So with so many similarities, why do the two shows “feel” so different? It might seem that there is a difference between the shows because Supergirl wears a costume, but Jessica does, too, in a way. She always wears the exact same outfit, including leather jacket, jeans, and boots. She spends even more time dressed like this than Supergirl spends in costume on her show. There are more subtle ways Jessica Jones is given a superhero identity, too. Jessica Jones was surrounded by cool blues when she was on the Defenders, to differentiate her from; Luke Cage, bathed in warm yellow light; Daredevil, accompanied by splashes of red; and Iron Fist, lit in sickly greens.

The real difference between the shows is tone. Supergirl is unfashionably optimistic, a genuinely fun adventure about the merits of achieving your potential.
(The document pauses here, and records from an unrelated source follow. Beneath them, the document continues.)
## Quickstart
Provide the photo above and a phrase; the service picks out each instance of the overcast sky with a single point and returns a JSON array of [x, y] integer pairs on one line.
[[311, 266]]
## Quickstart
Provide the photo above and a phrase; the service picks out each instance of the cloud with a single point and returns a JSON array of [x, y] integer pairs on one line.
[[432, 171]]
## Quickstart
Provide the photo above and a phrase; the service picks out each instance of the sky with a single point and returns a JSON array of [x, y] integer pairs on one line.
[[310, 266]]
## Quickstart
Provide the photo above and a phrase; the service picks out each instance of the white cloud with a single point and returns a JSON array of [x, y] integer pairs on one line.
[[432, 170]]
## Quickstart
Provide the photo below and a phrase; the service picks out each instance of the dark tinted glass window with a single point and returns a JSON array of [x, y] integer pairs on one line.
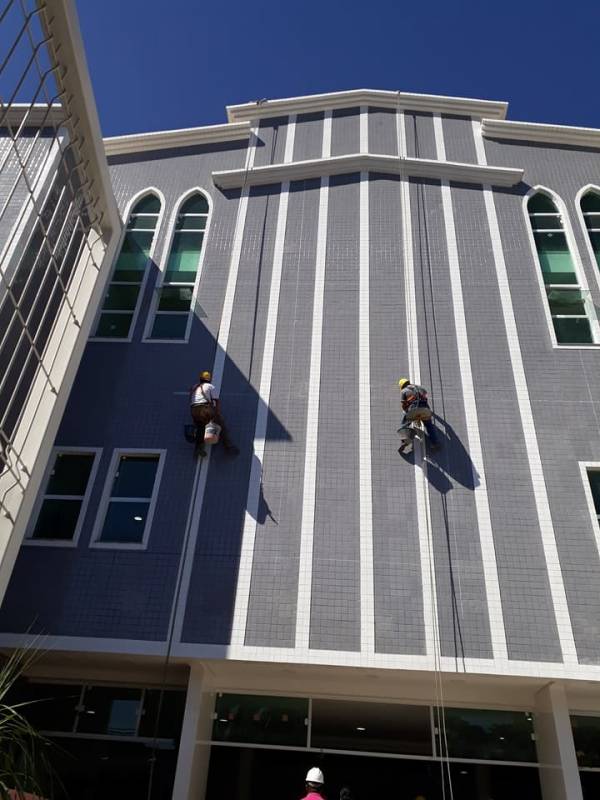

Supergirl is about the important, but often challenging task of connecting with others. Supergirl has always been great at finding a way into the hearts and minds of criminals in order to take them down with talking and emotion before resorting to using her fists or powers.

Jessica Jones is a fiercely defiant, leather-clad pugilist with a drinking problem. She is the personification of world weariness and a jaded distrust of people in general. Supergirl’s positive attitude may be almost impossible for us mere mortals to achieve, but Jessica’s door demeanor is, thankfully, also at the extremes of human emotion.

Both shows, despite their huge differences, are hugely enjoyable and feature a unique superhero to have the adventures we can’t. We may not want to be either of these two titans, but it sure is fun watching them touching hearts and kicking ass, respectively.